As part of this, one of the participants, policy advisor from the Commission for Eliminating Poverty (TNP2K) Bu Sri Kusumastuti, described the ways in which the the program gave her insights into what the financial inclusion of women could look like in Indonesia in the years to come. She said, “I’ve learnt that regulation in Australia is clear and people are literate about the regulations. You are a developed country with a mature system, clear regulations and people are financially included. You have very good social protection, not just for the poor, but for everyone.” While Australia’s system is far from perfect, the participants explained that the Australian strategies and solutions explored throughout the program offered new ways to think about Indonesia’s specific challenges to financial inclusion.
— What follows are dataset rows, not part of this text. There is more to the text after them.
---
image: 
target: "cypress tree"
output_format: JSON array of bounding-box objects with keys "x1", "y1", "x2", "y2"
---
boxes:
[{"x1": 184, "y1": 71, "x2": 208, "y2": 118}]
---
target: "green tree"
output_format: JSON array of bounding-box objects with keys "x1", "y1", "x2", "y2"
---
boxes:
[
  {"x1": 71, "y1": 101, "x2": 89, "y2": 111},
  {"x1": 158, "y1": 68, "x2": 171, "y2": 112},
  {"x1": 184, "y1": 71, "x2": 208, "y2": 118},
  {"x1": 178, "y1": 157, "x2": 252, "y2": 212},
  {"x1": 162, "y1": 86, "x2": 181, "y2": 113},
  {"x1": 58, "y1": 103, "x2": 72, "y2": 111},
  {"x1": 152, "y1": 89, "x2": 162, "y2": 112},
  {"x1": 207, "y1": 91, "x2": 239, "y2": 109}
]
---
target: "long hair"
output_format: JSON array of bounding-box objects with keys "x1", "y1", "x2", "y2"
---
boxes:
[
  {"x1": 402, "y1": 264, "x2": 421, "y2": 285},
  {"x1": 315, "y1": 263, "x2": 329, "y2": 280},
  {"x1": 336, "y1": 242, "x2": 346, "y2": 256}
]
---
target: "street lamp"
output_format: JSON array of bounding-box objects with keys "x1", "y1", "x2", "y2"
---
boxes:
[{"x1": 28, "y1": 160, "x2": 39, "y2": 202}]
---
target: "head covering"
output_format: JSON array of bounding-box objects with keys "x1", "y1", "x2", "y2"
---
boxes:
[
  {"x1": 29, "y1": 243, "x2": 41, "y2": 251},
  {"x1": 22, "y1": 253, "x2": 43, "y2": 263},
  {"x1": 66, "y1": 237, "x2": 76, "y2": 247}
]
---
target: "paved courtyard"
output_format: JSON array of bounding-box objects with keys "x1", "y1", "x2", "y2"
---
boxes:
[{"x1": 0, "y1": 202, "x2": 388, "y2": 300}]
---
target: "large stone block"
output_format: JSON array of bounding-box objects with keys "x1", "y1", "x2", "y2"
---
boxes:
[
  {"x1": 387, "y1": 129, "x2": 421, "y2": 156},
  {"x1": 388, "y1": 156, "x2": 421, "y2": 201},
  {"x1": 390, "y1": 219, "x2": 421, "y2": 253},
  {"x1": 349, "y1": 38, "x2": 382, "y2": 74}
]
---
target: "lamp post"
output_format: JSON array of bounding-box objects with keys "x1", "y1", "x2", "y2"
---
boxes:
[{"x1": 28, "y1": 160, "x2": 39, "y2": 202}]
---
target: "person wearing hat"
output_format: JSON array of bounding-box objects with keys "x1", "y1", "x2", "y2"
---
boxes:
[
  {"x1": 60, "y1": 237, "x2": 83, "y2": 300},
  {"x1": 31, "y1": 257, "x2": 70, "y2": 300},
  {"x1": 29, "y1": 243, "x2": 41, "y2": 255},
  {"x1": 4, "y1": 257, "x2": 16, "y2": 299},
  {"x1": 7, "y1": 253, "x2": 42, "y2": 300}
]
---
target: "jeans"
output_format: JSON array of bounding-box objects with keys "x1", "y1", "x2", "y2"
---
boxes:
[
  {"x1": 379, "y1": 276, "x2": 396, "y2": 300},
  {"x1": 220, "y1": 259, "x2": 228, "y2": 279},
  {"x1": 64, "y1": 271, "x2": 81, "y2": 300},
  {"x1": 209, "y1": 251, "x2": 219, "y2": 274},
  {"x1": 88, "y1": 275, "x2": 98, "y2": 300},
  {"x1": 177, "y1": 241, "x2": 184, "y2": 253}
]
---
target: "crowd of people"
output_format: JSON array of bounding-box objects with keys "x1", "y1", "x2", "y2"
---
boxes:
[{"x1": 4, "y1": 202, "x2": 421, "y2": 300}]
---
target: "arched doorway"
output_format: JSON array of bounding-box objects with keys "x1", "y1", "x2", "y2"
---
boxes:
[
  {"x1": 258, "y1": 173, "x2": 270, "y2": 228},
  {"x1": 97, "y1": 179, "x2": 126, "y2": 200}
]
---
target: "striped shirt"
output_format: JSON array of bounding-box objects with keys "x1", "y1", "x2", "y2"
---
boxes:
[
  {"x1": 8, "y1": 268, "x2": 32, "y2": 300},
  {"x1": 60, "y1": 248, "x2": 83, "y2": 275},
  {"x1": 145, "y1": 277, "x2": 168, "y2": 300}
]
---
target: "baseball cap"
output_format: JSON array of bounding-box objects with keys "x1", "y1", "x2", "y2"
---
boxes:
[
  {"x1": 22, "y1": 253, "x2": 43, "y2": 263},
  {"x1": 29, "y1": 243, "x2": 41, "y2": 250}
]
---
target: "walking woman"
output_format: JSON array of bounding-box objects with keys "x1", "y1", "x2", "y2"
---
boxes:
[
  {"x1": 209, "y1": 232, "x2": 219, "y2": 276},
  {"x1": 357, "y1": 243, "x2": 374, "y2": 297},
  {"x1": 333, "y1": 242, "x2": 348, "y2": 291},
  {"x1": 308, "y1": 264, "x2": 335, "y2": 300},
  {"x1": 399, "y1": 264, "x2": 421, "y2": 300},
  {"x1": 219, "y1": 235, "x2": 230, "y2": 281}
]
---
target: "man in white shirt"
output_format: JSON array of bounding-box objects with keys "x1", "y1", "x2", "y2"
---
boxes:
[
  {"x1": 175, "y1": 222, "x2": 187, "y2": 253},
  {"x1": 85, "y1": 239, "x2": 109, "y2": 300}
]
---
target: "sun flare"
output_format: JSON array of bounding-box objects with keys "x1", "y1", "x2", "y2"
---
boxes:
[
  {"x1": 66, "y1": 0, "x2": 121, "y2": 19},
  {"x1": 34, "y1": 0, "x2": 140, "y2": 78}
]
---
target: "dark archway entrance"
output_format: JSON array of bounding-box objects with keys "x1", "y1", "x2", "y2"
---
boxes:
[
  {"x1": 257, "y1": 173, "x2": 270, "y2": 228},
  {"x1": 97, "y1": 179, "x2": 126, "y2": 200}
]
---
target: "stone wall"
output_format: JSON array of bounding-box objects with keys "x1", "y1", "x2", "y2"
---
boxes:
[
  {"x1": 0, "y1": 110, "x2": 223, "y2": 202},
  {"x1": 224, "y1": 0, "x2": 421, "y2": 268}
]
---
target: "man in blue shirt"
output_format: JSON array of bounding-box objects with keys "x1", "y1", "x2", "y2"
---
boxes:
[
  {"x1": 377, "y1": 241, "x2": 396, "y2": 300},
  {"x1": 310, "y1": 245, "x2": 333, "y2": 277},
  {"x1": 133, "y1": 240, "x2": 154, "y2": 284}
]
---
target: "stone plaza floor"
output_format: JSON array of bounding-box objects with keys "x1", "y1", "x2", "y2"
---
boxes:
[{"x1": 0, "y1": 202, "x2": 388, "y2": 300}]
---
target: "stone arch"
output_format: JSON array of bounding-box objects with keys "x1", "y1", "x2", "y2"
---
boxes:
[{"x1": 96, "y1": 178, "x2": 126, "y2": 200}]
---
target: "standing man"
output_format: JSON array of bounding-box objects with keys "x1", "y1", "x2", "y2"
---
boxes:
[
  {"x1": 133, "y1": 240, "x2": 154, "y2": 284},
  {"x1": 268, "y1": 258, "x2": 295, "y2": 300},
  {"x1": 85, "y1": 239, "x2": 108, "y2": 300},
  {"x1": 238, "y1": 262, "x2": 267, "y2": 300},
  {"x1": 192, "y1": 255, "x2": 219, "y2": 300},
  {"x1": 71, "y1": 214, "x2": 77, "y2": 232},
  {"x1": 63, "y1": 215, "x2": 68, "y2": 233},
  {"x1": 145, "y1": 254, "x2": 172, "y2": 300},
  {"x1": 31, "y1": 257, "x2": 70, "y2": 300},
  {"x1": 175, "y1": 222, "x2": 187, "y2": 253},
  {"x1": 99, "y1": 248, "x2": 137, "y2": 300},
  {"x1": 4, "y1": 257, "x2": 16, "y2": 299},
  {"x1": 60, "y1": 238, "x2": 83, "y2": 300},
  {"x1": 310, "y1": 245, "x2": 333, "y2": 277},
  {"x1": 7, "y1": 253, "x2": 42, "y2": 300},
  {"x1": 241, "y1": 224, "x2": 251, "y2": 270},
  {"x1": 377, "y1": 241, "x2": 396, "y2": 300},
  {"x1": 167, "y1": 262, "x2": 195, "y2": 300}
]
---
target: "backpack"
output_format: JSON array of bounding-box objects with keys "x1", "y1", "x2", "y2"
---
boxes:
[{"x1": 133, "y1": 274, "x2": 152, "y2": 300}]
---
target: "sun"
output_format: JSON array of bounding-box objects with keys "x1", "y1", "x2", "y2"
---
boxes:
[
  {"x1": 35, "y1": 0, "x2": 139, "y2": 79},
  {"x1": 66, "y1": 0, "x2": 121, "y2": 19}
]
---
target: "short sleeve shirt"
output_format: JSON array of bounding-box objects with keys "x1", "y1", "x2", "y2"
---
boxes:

Furthermore, the ethnographic approach of the course that saw participants interview and learn from people at all points in the chain, from service providers to the financially marginalised, has equipped them to not just learn from Australia’s systems, but to continue their research with people from all walks of life at home in Indonesia – in many ways a far more practical classroom.
As Indonesia’s emerging financial regulation leaders, the participants will come together again at a workshop in Jakarta next month, in December, where they will present recommendations based on their learnings from the program to senior civil servants.